Book synopsis is taken from the Waterstones website. Waterstones link
The beautiful true story of one girl’s journey growing up autistic – and the challenges she faced in the ‘normal’ world. I’m not like the other children in my class… and that’s an actual scientific FACT. Hi! My name is Abigail, and I’m autistic. But I didn’t know I was autistic until I was an adult-sort-of-person*. This is my true story of growing up in the confusing ‘normal’ world, all the while missing some Very Important Information about myself. There’ll be scary moments involving toilets and crowded trains, heart-warming tales of cats and pianos, and funny memories including my dad and a mysterious tub of ice cream. Along the way you’ll also find some Very Crucial Information about autism. If you’ve ever felt different, out of place, like you don’t fit in… this book is for you. * I’ve never really felt like an actual-adult-person, as you’ll soon discover in this book… Told through the author’s remarkable words, and just as remarkable illustrations, this is the book for those who’ve never felt quite right in the ‘normal’ world. Very important, very funny and very informative – this is the book the world needs right now.

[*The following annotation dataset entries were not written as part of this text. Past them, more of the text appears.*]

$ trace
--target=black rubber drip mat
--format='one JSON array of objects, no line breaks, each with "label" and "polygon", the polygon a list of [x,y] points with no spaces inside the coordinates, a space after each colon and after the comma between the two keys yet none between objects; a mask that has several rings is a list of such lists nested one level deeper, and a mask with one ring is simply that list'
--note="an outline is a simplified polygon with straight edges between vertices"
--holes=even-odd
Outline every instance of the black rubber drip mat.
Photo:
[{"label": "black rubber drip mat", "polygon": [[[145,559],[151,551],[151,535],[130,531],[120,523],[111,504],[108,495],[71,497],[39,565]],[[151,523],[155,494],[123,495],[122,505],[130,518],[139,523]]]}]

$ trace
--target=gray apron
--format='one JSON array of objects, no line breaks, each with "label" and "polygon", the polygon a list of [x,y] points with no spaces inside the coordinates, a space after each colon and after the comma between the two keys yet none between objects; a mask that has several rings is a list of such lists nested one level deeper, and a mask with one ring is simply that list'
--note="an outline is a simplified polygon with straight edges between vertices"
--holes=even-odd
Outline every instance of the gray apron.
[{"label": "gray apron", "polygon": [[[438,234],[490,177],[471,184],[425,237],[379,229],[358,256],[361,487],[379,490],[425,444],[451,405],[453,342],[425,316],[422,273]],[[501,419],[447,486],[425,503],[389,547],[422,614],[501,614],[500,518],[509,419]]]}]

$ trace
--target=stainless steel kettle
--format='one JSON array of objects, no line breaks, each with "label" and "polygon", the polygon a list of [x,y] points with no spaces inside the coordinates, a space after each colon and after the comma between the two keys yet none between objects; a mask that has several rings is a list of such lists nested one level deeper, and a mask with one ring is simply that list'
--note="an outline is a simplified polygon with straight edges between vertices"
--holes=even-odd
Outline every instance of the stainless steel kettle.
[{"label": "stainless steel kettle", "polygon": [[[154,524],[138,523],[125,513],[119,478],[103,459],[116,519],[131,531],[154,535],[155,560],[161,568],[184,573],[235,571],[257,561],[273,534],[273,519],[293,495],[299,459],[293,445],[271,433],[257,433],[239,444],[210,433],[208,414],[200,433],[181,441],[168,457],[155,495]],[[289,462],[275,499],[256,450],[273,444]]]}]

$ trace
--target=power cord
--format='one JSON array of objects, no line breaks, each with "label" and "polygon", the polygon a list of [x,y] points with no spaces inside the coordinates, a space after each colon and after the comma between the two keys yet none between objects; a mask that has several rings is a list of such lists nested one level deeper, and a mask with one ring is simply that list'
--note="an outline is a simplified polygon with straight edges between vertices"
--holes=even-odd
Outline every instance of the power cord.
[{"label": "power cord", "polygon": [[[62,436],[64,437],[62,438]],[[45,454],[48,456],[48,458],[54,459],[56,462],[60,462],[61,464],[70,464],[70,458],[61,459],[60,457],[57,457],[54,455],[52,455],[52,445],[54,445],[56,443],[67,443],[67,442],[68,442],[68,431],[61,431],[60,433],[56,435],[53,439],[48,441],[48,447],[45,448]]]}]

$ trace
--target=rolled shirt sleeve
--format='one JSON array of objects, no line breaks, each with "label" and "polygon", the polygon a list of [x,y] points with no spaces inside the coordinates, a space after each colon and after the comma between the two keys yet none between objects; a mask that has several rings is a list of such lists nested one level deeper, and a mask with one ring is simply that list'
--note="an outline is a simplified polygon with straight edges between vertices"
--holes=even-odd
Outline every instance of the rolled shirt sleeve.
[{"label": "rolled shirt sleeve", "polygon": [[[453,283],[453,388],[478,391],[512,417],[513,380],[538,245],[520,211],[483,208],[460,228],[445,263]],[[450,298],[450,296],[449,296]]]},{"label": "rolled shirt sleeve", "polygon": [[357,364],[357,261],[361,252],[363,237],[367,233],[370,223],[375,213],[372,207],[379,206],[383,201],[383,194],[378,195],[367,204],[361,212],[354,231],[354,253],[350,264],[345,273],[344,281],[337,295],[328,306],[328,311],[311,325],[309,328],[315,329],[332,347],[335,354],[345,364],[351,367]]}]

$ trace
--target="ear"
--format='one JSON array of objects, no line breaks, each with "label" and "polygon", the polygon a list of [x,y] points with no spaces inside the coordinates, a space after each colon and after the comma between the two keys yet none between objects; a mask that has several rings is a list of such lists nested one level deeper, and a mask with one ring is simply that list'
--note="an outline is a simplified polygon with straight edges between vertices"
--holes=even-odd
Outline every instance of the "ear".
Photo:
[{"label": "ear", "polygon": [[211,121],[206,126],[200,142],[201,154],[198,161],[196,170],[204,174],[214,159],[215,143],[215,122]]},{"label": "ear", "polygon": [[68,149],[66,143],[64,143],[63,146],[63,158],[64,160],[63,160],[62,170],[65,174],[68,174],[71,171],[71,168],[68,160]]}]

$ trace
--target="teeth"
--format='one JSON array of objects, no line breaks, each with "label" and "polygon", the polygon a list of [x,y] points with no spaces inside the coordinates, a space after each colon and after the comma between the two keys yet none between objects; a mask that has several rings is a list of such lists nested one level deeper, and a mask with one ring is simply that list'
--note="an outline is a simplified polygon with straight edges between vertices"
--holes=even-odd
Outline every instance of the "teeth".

Audiobook through Amazon Audible Link here
About The Author:
Abigail Balfe (Author, Illustrator) Abigail is a Brighton-based writer, illustrator and creative producer. Original storytelling has always been at the heart of Abigail’s career and she has spent a decade leading social media campaigns for some of the biggest TV & entertainment clients in the world. Abigail also used to perform stand-up comedy and won several tiny trophies for her onstage humour; which involved life-size illustrations, ridiculous songs and rambling stories about her family.
A different sort of normal was a fantastic read for me to start 2022 with. I’m neurodivergent, although I don’t have Autism, I do have ADHD. If you are familiar with ADHD, you may or may not know that a lot of ADHD symptoms overlap with autism. – and there aren’t very many books out there with ADHD characters. I’m writing one, maybe one day the world will get to read it if I’m lucky enough. So naturally, books surrounding Autism are the closest I can get, and so far I have to say, this is the best one I’ve read. I Instantly felt a connection with Abigail, her brain ticks like mine, and it’s fantastic! I’m not within the age demographic of which this book was written (I’m 32.) But I’d recommend it for ND adults too. Lots of the experiences that Abigail discusses with growing up I can strongly relate to, and I wish little me who struggled growing up, had this book to read. I instantly felt like someone else understands me without having to say anything. – even with my phobia of public toilets, and having to use them at school! Abigail is a fresh voice for ND children and adults, as she says, there are thousands of others like us, so we can’t be that strange. Thank you for helping me and lots of others to feel proud of our neurodiverse brains, and helping us being able to see that the positives outweigh the negatives.